Fort Maharashtra
Maharashtra has around 450 recorded forts around the state. Image Credit: Pixabay

Mumbai: In a major warning for revellers, any person found drinking in the precincts of heritage forts in Maharashtra may be slapped with a fine or a jail term, or both, soon, a state minister indicated here.

The ruling Shiv Sena-Bharatiya Janata Party government plans to introduce provisions to penalise people on the wrong side of the law as far as maintaining the sanctity of forts is concerned.

“We shall bring in a law that would provide for three months in jail and a fine of Rs 10,000, or both,” Cultural Affairs Minister Sudhir Mungantiwar said in the legislature on Monday.

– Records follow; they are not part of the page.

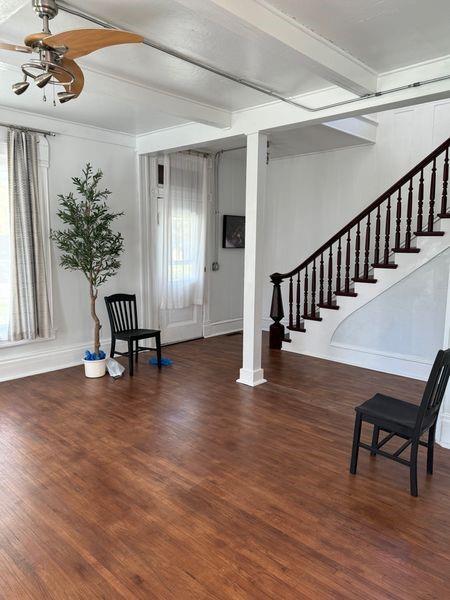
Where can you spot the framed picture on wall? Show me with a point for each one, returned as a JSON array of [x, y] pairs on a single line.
[[233, 231]]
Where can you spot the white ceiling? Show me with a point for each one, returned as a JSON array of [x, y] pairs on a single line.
[[384, 34]]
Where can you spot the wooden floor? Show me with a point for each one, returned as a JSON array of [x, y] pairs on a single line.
[[183, 484]]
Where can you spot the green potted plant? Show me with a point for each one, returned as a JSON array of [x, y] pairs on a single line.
[[88, 244]]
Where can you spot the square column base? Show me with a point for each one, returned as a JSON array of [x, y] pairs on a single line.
[[251, 378]]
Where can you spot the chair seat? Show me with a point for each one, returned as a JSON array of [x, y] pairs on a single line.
[[391, 410], [136, 334]]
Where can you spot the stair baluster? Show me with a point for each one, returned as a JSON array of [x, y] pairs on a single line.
[[377, 237], [443, 212], [367, 249], [432, 197], [291, 302], [338, 265], [409, 215], [347, 264], [305, 293], [398, 219], [330, 276], [357, 250], [313, 289], [387, 232], [420, 205], [321, 279]]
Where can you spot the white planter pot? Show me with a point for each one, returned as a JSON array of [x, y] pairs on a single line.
[[94, 368]]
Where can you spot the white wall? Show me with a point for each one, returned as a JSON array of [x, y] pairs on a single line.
[[68, 154], [225, 286], [311, 196]]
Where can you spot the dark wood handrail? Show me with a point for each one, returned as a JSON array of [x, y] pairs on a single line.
[[375, 204]]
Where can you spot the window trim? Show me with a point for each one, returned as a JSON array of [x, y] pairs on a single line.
[[44, 165]]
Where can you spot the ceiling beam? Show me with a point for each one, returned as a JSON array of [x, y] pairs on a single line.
[[316, 53], [277, 115]]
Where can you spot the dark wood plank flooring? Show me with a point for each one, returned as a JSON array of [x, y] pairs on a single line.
[[185, 485]]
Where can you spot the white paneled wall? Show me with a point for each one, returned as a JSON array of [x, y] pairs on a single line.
[[72, 321]]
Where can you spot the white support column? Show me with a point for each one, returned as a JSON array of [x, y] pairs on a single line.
[[443, 426], [251, 373]]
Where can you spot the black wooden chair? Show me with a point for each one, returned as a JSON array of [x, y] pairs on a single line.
[[404, 420], [122, 313]]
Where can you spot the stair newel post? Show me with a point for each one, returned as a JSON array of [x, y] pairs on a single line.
[[321, 279], [276, 314], [305, 292], [444, 185], [313, 289], [291, 302], [432, 197], [357, 249], [347, 263], [409, 215], [420, 205], [377, 236], [398, 219], [387, 232], [330, 276], [297, 303], [338, 266], [367, 249]]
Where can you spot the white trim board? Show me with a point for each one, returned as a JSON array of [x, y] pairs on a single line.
[[44, 361], [222, 327]]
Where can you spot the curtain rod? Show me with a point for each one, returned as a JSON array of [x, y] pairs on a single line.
[[21, 128]]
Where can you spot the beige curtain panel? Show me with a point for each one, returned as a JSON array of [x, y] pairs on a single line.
[[30, 312]]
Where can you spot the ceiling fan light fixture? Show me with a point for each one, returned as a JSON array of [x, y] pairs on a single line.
[[21, 87], [64, 97], [42, 80]]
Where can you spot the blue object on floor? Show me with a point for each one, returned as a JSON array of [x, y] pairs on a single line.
[[165, 362]]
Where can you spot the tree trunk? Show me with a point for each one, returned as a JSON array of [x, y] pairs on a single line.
[[97, 325]]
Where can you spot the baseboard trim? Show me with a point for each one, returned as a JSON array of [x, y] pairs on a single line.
[[34, 363], [222, 327]]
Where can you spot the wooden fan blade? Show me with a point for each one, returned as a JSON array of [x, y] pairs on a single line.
[[78, 84], [14, 47], [84, 41]]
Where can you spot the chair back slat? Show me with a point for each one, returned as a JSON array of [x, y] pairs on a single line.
[[122, 312], [435, 388]]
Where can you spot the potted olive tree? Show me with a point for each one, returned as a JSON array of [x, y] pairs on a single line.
[[88, 244]]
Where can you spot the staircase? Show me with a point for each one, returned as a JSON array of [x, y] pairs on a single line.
[[401, 230]]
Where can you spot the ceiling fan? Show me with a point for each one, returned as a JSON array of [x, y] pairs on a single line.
[[56, 65]]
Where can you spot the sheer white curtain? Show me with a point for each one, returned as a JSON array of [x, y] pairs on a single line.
[[182, 215]]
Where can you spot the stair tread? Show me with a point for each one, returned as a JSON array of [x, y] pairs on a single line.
[[429, 233], [406, 250], [301, 328], [364, 280], [384, 265], [329, 306], [346, 294]]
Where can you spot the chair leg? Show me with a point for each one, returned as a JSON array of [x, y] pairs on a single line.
[[158, 349], [375, 437], [430, 451], [130, 357], [413, 468], [355, 449]]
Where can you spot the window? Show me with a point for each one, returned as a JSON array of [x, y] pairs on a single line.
[[5, 266]]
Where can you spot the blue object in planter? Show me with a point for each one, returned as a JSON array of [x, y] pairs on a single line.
[[165, 362], [88, 355]]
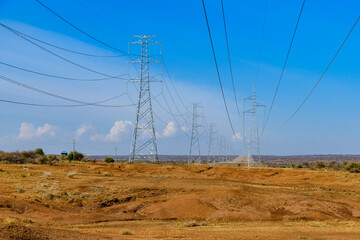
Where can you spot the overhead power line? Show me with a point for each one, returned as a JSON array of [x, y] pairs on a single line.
[[57, 96], [230, 66], [283, 69], [77, 28], [61, 77], [261, 41], [217, 69], [52, 53], [322, 75], [172, 82], [72, 51]]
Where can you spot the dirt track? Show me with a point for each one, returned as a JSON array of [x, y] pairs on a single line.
[[165, 201]]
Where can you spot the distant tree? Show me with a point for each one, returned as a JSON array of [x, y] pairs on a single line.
[[353, 167], [43, 160], [320, 164], [39, 152], [78, 156], [109, 160]]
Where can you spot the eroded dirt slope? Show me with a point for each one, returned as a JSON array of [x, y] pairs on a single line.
[[68, 194]]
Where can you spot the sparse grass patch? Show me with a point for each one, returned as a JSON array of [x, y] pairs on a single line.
[[127, 232], [71, 175], [20, 189], [11, 221]]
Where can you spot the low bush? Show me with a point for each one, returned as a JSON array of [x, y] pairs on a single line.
[[39, 152], [78, 156], [43, 160], [109, 160], [353, 167]]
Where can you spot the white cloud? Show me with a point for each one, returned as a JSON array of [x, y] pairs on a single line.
[[27, 130], [184, 128], [169, 130], [237, 137], [119, 128], [83, 129]]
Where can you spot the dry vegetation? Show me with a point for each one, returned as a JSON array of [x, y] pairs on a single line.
[[145, 201]]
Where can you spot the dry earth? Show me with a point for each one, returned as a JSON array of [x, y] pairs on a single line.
[[145, 201]]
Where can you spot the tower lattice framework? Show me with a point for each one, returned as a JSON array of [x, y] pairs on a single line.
[[143, 146], [253, 139], [211, 149], [194, 153]]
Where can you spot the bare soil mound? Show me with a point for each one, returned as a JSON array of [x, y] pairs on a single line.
[[38, 195]]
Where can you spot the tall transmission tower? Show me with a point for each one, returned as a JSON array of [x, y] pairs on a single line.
[[222, 149], [194, 153], [211, 149], [143, 146], [253, 139]]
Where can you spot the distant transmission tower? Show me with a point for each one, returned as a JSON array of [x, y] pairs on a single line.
[[253, 139], [194, 153], [143, 146], [222, 149], [211, 150]]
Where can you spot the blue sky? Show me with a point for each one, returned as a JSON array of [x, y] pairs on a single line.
[[326, 124]]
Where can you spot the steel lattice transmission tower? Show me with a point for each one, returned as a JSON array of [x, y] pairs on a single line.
[[211, 150], [222, 149], [143, 146], [194, 153], [253, 139]]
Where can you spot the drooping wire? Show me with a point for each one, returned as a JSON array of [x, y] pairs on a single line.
[[229, 58], [57, 96], [72, 51], [283, 69], [103, 18], [52, 53], [77, 28], [261, 42], [172, 82], [64, 106], [217, 69], [322, 75], [64, 78]]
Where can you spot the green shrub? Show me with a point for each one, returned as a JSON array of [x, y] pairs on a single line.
[[78, 156], [353, 167], [28, 154], [39, 152], [109, 160], [320, 165], [43, 160]]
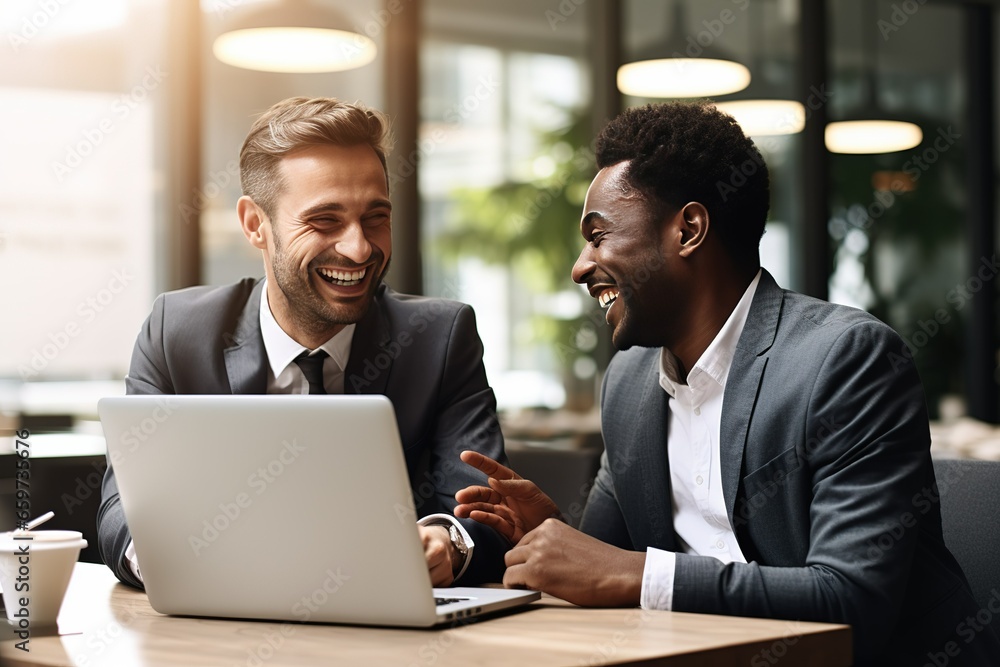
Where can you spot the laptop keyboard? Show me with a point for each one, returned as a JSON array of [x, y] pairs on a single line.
[[441, 601]]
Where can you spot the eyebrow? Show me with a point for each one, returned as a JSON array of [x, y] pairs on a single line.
[[590, 218], [335, 207]]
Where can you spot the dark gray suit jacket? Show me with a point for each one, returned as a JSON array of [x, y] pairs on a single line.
[[827, 479], [424, 354]]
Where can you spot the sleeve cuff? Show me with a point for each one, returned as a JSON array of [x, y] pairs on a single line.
[[132, 560], [448, 520], [658, 580]]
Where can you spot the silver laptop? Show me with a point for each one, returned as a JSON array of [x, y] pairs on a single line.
[[278, 507]]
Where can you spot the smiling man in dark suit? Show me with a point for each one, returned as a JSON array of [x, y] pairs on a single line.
[[765, 452], [316, 205]]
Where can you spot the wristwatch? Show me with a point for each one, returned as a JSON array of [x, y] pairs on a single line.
[[459, 543]]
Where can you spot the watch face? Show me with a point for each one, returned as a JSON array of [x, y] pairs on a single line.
[[457, 540]]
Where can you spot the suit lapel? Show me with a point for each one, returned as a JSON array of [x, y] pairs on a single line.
[[649, 452], [370, 362], [743, 382], [246, 359]]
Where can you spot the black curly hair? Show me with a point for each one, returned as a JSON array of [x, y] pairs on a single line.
[[683, 152]]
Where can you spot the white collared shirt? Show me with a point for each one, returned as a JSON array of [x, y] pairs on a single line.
[[700, 519], [285, 377]]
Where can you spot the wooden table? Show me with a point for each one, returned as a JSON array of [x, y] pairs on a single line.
[[116, 626]]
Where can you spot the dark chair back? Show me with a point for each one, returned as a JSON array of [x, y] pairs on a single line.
[[970, 520]]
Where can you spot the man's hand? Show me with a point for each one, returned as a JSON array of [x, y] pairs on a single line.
[[442, 557], [562, 561], [511, 505]]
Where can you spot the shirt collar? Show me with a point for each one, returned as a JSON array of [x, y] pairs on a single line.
[[281, 349], [715, 361]]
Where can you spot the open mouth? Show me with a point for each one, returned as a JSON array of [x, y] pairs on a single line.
[[607, 297], [342, 278]]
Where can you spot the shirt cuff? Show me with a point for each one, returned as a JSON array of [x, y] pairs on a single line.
[[658, 580], [448, 520], [132, 560]]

He said that his ministry would hold discussions with the Law & Judiciary and Home ministries in this context.

Besides, Mungantiwar warned that visitors to these forts who are found spoiling the premises or polluting the local environment would also attract action by way of hefty fines.

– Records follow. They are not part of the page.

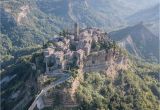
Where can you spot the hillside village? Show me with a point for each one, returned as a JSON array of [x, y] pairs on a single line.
[[87, 50]]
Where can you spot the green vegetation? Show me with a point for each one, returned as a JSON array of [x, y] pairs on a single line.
[[128, 91]]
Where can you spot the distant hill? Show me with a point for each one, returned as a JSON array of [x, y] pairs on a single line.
[[138, 40], [149, 16], [24, 25], [28, 23]]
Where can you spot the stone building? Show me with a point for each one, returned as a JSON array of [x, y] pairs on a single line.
[[61, 55]]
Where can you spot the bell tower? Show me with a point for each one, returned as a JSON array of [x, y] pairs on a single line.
[[76, 31]]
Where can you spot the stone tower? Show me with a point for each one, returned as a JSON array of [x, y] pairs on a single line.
[[76, 30]]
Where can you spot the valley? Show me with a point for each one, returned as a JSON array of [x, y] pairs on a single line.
[[79, 55]]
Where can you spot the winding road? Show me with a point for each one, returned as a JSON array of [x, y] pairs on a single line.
[[64, 78]]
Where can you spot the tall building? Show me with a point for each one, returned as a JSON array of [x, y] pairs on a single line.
[[76, 30]]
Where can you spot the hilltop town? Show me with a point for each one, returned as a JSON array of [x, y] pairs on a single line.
[[87, 49]]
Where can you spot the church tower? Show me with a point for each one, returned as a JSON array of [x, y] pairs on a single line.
[[76, 31]]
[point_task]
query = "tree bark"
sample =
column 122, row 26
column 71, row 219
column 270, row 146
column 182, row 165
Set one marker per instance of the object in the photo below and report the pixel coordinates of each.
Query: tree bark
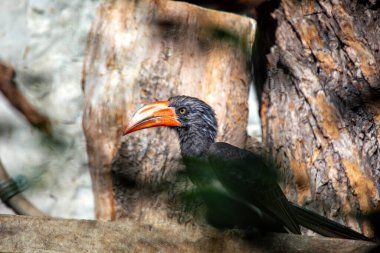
column 320, row 103
column 141, row 51
column 32, row 234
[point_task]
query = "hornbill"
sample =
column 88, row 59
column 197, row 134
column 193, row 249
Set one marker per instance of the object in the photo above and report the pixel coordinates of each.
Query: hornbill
column 237, row 176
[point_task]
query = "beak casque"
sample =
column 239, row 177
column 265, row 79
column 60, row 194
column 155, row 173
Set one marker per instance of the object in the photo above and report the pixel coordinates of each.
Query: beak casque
column 153, row 114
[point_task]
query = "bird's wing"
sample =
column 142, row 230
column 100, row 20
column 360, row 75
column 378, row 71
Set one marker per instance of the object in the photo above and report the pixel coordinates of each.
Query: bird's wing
column 249, row 178
column 325, row 226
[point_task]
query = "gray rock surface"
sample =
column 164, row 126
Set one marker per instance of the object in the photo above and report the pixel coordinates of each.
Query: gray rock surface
column 44, row 40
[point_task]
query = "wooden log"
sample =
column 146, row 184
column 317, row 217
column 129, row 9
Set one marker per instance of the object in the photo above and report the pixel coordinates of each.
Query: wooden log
column 34, row 234
column 320, row 103
column 140, row 51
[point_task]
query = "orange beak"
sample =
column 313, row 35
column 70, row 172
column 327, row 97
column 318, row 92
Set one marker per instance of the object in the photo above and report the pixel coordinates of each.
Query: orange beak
column 154, row 114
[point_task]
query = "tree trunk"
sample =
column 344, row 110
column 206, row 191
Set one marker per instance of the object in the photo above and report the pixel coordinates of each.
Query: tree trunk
column 141, row 51
column 320, row 103
column 34, row 234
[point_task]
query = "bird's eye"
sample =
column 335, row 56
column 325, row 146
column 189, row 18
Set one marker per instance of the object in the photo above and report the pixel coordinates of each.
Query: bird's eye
column 182, row 110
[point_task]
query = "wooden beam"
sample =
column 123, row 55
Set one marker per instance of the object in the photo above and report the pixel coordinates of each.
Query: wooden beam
column 43, row 234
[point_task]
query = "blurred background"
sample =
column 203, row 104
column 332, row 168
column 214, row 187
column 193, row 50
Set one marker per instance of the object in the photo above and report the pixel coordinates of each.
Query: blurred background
column 44, row 41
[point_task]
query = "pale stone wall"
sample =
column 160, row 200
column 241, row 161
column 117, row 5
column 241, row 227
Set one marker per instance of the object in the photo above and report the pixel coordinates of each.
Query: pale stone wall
column 44, row 40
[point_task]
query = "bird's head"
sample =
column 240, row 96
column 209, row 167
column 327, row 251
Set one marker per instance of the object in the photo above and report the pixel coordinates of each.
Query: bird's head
column 191, row 117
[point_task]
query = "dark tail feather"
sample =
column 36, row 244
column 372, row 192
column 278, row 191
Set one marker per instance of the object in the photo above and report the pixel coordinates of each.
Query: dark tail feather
column 325, row 226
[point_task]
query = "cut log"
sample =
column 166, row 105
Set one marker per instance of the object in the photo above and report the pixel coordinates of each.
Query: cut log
column 141, row 51
column 32, row 234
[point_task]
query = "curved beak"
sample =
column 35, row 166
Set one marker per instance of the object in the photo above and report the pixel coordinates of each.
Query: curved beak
column 154, row 114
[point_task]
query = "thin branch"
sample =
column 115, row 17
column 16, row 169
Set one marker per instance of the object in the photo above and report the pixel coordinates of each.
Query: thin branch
column 9, row 89
column 18, row 202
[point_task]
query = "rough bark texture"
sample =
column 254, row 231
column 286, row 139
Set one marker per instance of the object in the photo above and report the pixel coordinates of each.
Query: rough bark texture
column 27, row 234
column 141, row 51
column 320, row 103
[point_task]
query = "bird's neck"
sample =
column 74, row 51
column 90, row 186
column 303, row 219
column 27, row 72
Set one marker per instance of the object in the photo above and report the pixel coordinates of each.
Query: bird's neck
column 195, row 141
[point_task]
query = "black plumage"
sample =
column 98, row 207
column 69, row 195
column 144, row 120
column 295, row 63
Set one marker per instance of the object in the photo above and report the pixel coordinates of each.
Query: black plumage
column 231, row 175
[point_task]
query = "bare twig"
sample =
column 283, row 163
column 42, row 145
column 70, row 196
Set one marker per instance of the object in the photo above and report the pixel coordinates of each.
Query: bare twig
column 14, row 96
column 18, row 202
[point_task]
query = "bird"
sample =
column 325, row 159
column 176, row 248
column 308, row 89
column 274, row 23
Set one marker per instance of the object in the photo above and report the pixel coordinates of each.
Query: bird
column 231, row 176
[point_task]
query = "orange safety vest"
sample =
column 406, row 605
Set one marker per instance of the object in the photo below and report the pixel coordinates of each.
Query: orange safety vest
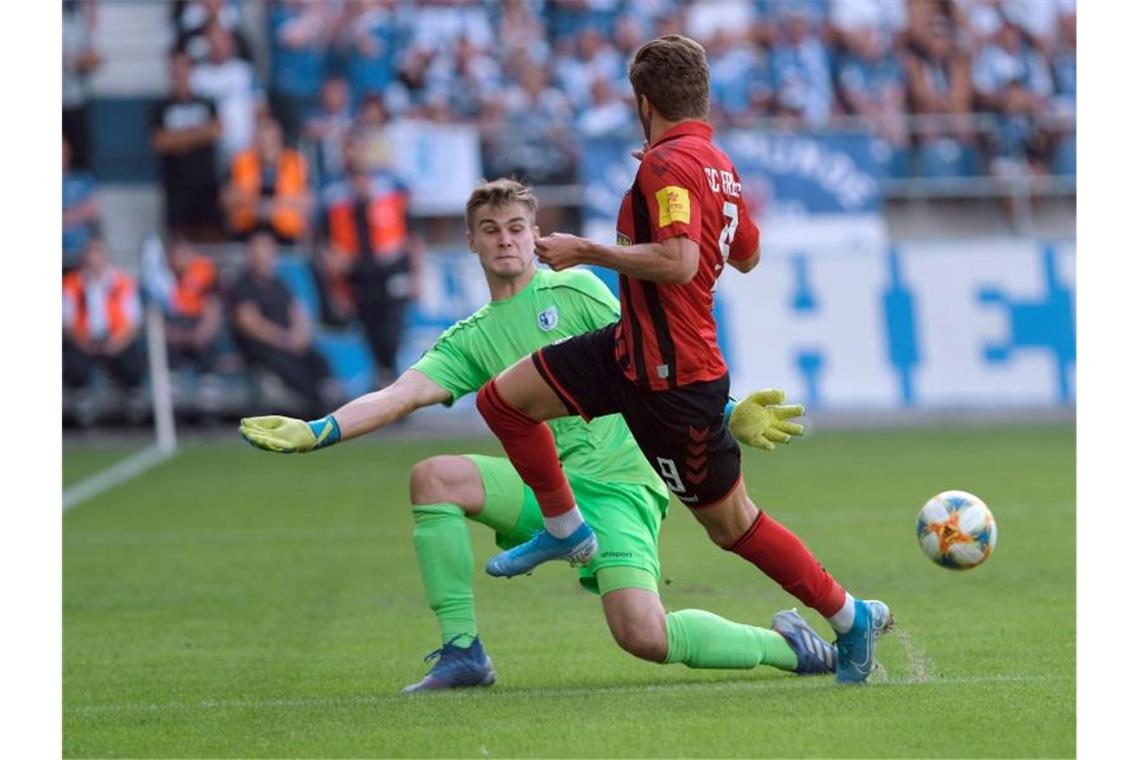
column 122, row 291
column 388, row 227
column 292, row 176
column 188, row 296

“We shall implement various activities to maintain the sanctity and cleanliness of all these forts. Punitive action will be taken against those who desecrate the sanctity of these heritage monuments. Rewards will also be offered to the informers who can provide inputs about those who sully these historical structures in any manner,” Mungantiwar said.

Maharashtra has around 450 recorded forts around the state comprising imposing hillforts, awesome sea-forts, in urban or rural centres, river-sides or forests dotting almost every district.

Constructed by various Indian or foreign rulers of different dynasties, some of these forts are said to date back to over six centuries, and although many are in ruins, some are still in excellent condition.

Hundreds of thousands of tourists from the state and outside throng several of the popular forts that fall in the regular tourism circuits of Mumbai, Pune, Chhatrapati Sambhajinagar, Nashik, Thane, Raigad, Ratnagiri, Sindhudurg, Satara, Kolhapur, Nagpur, etc.

At times, adventurous youngsters have been witnessed carrying liquor stocks for merry parties in isolated corners of some of these forts and discarding the empty bottles, spoiling the environment, which may likely be curbed after the proposed new laws take effect.